Donald Trump pidió esta semana a los países europeos que colaboren en asegurar el Estrecho de Ormuz tras la escalada de tensiones con Irán. La respuesta no fue precisamente de entusiasmo colectivo: varios socios se negaron a participar y muchos diplomáticos describieron las solicitudes del presidente estadounidense como absurdamente incoherentes, lo que dejó a aliados y observadores bastante desconcertados.

Qué pidió Trump

En términos sencillos, la petición fue: Estados Unidos quiere que sus aliados europeos se impliquen para proteger una ruta marítima clave por donde circula parte importante del tráfico petrolero mundial. La demanda llegó con presión política y reproches hacia quienes no se sumen.

Reacción de los aliados

La mayoría de los gobiernos europeos rechazaron la idea de participar en una misión para asegurar el estrecho. Sus razones son varias:

  • Reticencia a implicarse militarmente en el Golfo Pérsico.
  • Falta de consenso sobre cuál sería el objetivo exacto y el mandato de una acción conjunta.
  • Preocupación por las consecuencias diplomáticas y de seguridad a largo plazo.

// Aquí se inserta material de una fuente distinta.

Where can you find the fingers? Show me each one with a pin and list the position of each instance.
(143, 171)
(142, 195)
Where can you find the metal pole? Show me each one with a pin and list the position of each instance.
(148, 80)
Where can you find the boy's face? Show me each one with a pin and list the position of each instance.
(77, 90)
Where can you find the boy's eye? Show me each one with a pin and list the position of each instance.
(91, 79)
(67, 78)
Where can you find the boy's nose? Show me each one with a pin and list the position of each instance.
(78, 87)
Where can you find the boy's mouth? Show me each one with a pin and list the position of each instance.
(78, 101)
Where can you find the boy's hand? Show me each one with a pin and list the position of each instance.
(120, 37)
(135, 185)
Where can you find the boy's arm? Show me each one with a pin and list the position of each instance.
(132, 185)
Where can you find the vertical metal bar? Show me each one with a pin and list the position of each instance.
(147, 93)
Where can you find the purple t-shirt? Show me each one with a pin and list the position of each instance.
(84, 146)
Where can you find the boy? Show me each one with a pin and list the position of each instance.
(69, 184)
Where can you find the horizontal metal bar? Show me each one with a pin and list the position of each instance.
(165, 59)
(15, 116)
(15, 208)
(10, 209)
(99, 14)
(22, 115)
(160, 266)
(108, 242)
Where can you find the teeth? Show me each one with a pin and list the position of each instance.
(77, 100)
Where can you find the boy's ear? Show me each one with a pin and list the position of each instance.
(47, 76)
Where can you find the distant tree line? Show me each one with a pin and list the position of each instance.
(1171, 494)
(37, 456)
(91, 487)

En público hubo respuestas medidas. En privado, algunos diplomáticos no escondieron su perplejidad ante el estilo y el contenido de las demandas, calificándolas como confusas e incluso contradictorias.

El papel de la OTAN y la posición de Mark Rutte

Mark Rutte, que en este contexto aparece como una figura clave para coordinar la respuesta aliada, evitó confrontaciones directas. Sus mensajes han sido de este tipo:

  • La OTAN no es la herramienta natural para todas las crisis en Oriente Medio.
  • Los aliados están en conversaciones y buscan de forma colectiva una manera de avanzar.
  • Rutte ha esquivado las amenazas retóricas y puesto el énfasis en el diálogo entre socios.

Su postura refleja una intención clara de mantener la unidad aliada sin aceptar decisiones apresuradas motivadas por presiones externas.

Por qué todo esto es complicado

Hay al menos tres problemas estructurales:

  • Falta de consenso entre los aliados sobre el alcance y la naturaleza de cualquier operación.
  • Rol limitado de la OTAN en crisis lejos de su área tradicional de responsabilidad.
  • Riesgos políticos y militares de implicarse en un conflicto en Oriente Medio, que muchos gobiernos europeos prefieren evitar.

Qué puede pasar ahora

Por el momento, las conversaciones continúan. Es probable que veamos más diplomacia y menos acciones militares europeas inmediatas. Estados Unidos puede intensificar la presión, pero Europa parece dispuesta a marcar sus propios límites antes de comprometer fuerzas en el Golfo.

Conclusión: la petición de Trump encendió una alarma y desató conversaciones, pero no logró la movilización que buscaba. Los aliados prefieren deliberar y coordinarse entre ellos antes que responder a llamadas percibidas como incoherentes.